An Annotation Capture/Query System For Genomic Data

Monday, April 26, 1999 - 4:00pm - 4:45pm
Keller 3-180
Annotations, comments and remarks are fundamental components of most genomic, protein sequence and 3D protein structure databases. However, this kind of data is usually stored in an unstructured form (e.g., flat text fields or clobs) and, so, is difficult to search or sort. It is therefore not as useful as it could be for retrieving or correlating other content in the database. Furthermore, in most databases, the annotations are meant to be supplied only by those who submit the sequence or structure data that is the subject of the annotation. It is difficult for a general user of the data to register an opinion on or interpretation of the data, or to describe an important correlation between data items.

Another important aspect of genomic data is that its use and value will increase dramatically with the development of new databases of derived data such as ones that will describe patterns, protein functions, conditions for expression, and metabolic pathways. For maximum benefit these new databases will have to integrated with existing databases that are used in drug development and testing. Thus, the database landscape is changing rapidly.

I represent a group at IBM's Almaden Research Center who studies the storage, retrieval and use of scientific and technical data.

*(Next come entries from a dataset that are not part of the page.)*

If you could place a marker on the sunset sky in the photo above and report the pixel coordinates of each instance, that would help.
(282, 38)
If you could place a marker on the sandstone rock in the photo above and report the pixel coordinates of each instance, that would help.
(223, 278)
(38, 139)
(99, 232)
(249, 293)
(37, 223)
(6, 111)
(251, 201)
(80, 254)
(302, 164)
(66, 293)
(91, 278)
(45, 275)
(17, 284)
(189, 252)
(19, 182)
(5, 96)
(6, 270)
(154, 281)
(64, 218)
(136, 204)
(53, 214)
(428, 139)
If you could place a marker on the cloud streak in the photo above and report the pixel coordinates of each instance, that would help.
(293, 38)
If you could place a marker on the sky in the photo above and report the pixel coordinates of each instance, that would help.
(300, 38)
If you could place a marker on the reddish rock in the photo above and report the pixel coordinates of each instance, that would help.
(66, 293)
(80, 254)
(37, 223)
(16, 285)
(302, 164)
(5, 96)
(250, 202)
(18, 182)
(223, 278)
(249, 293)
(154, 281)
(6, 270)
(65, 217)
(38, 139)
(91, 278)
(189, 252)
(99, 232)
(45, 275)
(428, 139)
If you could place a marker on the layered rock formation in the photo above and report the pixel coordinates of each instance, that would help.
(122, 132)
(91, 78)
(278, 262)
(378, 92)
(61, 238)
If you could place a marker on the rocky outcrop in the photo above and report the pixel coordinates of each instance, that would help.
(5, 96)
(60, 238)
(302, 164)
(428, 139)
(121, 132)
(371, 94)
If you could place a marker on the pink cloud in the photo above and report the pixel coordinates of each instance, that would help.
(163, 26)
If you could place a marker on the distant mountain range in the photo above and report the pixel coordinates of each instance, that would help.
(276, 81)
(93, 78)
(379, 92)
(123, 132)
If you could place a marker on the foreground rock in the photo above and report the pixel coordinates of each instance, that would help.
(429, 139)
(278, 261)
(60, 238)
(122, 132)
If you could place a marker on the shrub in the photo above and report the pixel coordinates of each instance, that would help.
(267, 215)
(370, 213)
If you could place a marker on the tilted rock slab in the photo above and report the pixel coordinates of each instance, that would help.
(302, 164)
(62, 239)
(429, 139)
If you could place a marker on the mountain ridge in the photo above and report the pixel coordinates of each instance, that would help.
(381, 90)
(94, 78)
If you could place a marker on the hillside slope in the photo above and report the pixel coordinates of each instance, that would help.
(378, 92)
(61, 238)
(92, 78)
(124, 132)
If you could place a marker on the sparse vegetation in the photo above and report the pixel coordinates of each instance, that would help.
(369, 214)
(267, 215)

We have developed a novel approach to annotating data as part of a study done with a major petroleum company. The approach and prototype software is meant to address the use of oil production data by petroleum engineers, but we feel it could have applicability to the use of genomic data, for example, within a pharmaceutical company.

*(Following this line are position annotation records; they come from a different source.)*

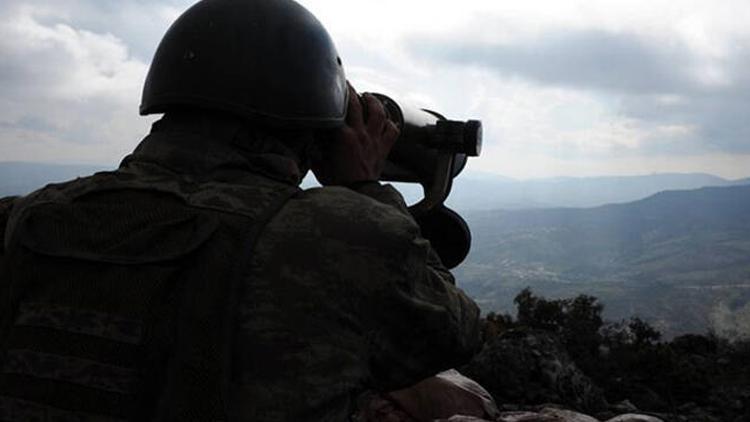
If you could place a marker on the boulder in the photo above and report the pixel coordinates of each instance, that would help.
(531, 367)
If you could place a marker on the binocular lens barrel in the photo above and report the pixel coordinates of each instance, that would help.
(433, 130)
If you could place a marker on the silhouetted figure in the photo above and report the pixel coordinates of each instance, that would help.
(197, 281)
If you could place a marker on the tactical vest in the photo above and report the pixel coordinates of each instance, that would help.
(118, 297)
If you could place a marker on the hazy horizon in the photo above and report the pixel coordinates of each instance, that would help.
(577, 88)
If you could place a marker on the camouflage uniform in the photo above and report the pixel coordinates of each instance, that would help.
(338, 296)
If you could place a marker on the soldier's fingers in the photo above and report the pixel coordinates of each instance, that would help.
(390, 134)
(354, 112)
(376, 114)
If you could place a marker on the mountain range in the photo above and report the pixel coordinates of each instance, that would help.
(676, 257)
(671, 248)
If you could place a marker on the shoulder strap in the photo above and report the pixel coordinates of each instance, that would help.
(202, 364)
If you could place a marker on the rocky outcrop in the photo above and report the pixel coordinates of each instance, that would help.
(529, 367)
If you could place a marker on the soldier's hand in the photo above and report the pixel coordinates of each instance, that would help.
(357, 151)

Our system provides a way to bring together data from multiple data sources, to create views on this data, and to capture and retrieve structured annotations about data in these views. Any authorized user can input and use the annotations, and data can be sorted and retrieved using annotation content. We feel that not only people, but software such as data mining applications could also generate annotations and that these annotations could be used as filters for retrieving data for yet other software applications.